The Finite-Difference Time-Domain (FDTD) method is currently a popular method of performing electromagnetic computation. The FDTD algorithm's relative simplicity and versatility make it a useful tool for simulation, but the benefits are partially offset by the memory and computational power demands. These demands limit the algorithm's practical usability, and are usually implemented on high performance workstations. The FDTD computational method involves a series of simple calculations over the field of interest, iterated over many time cycles. Using a single threaded processing model, this is usually implemented very inefficiently as a series of nested "for" loops.

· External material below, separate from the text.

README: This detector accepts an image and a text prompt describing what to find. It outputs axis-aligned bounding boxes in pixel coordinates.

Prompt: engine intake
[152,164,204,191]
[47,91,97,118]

I propose that this algorithm be accelerated in hardware using the inherently parallel nature of a field programmable gate array (FPGA) device. If code for an FDTD computational kernel is developed, this kernel can be instantiated multiple times per FPGA device to enable parallel processing. Furthermore, one can upgrade to a larger FPGA device to increase parallelism, or downgrade to a smaller device if less performance is required, all while using the same code base. If developed, the intellectual property of the code could be sold to hardware developers to tailor to their own needs. FDTD cards and development boards could also be developed and sold to academic and research institutions.

Applications for this device are numerous. An FPGA with PCIe bus capabilities could be used to accelerate a desktop workstation's FDTD simulations by orders of magnitude. A small radar system could employ this system to detect buried landmines by performing an inverse FDTD based on backscatter. This device could be used for real time radar imaging. This device can be used to reduce the size and complexity of any system requiring FDTD calculations. In short, if hardware acceleration of FDTD becomes available there are plenty of opportunities currently in place for improving the current state of FDTD simulation.